The Tax Court recently issued a memorandum opinion in the case of Continuing Life Communities Thousand Oaks, LLC v. Comm’r, T.C. Memo. 2022-31, questioning the scope of the IRS’s discretion over whether a taxpayer’s accounting method clearly reflects income. Section 446(a) of the Internal Revenue Code, sets out the general rule that a taxpayer is to compute its taxable income using the same method of accounting it uses to compute its income in keeping its books. As with most areas of the tax law, this general rule is subject to exceptions, which are subject to further exceptions. Section 446(b) sets out the fundamental exception to the general rule, providing that if the taxpayer’s method of accounting does not clearly reflect income the IRS can determine the taxpayer’s taxable income under the method which, “in the opinion of the [Commissioner], does clearly reflect income.” It is the scope of this discretion afforded to the Commissioner that was at the heart of the issue in Continuing Life.
The taxpayer in this case was a continuing care facility providing housing and care to senior citizens as their needs continuously change as they age. The taxpayer followed generally accepted accounting principles in maintaining its books and followed the same accounting methods for income tax accounting purposes, particularly with respect to its deferred revenue. In the taxpayer’s view, this approach was permitted because the Treasury regulations provide that “a method of accounting which reflects the consistent application of generally accepted accounting principles in a particular trade or business in accordance with accepted conditions or practices in that trade or business will ordinarily be regarded as clearly reflecting income . . . .” Treas. Reg. § 1.446-1(a)(2). But, once again, this general rule is qualified by the exception that “no method of accounting is acceptable unless, in the opinion of the Commissioner, it clearly reflects income.” Id. And, it is this exception that formed the basis for the Commissioner’s position that he gets to decide whether a particular method of accounting clearly reflects income, and that, in order to clearly reflect income, Continuing Life should recognize all of its deferred revenue in the year of receipt.

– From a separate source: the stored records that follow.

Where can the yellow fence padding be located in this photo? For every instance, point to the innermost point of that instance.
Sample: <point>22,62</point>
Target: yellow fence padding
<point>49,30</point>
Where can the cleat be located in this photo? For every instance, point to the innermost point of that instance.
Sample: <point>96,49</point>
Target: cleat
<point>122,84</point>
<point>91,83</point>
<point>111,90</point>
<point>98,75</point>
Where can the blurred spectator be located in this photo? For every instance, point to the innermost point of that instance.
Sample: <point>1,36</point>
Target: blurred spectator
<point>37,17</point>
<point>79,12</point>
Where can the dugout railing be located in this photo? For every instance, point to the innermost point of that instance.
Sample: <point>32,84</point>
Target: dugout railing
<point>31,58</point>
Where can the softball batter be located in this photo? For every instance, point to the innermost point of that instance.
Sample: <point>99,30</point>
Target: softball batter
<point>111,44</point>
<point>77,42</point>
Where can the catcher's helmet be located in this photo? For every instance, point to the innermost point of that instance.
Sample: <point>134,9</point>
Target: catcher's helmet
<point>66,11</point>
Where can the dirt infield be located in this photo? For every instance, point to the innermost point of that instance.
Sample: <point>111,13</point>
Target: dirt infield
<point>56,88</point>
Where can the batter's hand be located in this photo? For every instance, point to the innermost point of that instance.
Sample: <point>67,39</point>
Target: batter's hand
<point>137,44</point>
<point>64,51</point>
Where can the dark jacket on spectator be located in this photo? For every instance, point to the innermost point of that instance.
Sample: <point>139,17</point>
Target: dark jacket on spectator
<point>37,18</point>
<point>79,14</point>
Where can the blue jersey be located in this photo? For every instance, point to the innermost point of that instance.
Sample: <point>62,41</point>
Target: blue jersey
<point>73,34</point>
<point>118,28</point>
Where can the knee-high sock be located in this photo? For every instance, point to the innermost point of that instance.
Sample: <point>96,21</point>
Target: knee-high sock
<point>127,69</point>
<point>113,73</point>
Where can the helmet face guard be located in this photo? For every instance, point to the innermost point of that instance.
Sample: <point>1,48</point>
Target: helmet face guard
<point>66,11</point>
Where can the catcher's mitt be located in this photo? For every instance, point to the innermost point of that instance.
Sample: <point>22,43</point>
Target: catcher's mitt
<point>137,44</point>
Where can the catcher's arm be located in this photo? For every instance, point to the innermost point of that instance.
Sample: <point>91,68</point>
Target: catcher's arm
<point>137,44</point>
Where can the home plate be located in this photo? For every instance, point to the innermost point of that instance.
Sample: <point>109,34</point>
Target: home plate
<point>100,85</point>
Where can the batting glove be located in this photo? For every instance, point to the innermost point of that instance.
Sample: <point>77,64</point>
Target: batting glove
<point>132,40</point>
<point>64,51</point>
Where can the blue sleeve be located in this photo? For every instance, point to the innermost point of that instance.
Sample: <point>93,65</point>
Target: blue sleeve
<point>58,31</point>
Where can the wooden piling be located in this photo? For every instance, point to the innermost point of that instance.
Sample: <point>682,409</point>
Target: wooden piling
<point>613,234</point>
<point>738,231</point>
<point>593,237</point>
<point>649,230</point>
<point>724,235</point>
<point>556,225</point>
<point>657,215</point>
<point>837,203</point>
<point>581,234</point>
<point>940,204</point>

Although only a memorandum opinion of the Tax Court, the opinion is insightful for several reasons. Judge Holmes sets a framework for analyzing whether a method of accounting clearly reflects income that will no doubt be helpful to taxpayers and other courts, and one cannot fully appreciate his conclusion without understanding the history discussed in his opinion. Yet, more importantly, Judge Holmes challenged the scope of the Commissioner’s discretion on this issue. The Commissioner’s position has historically been that he has the final say on whether an accounting method clearly reflects income, and, in our experience, IRS Appeals has not often assigned significant, if any, hazards to this IRS position. Judge Holmes concluded his opinion by stating that, although it is undoubtedly true that the Commissioner has discretion to change accounting methods, “the history of how that discretion came to be weakens its power to overcome text, purpose, and analogy.” Accordingly, taxpayers who once thought their most reasonable option was to concede issues of clear reflection of income because of the broad discretion afforded to the Commissioner may now want to reconsider their position in light of Judge Holmes’s opinion.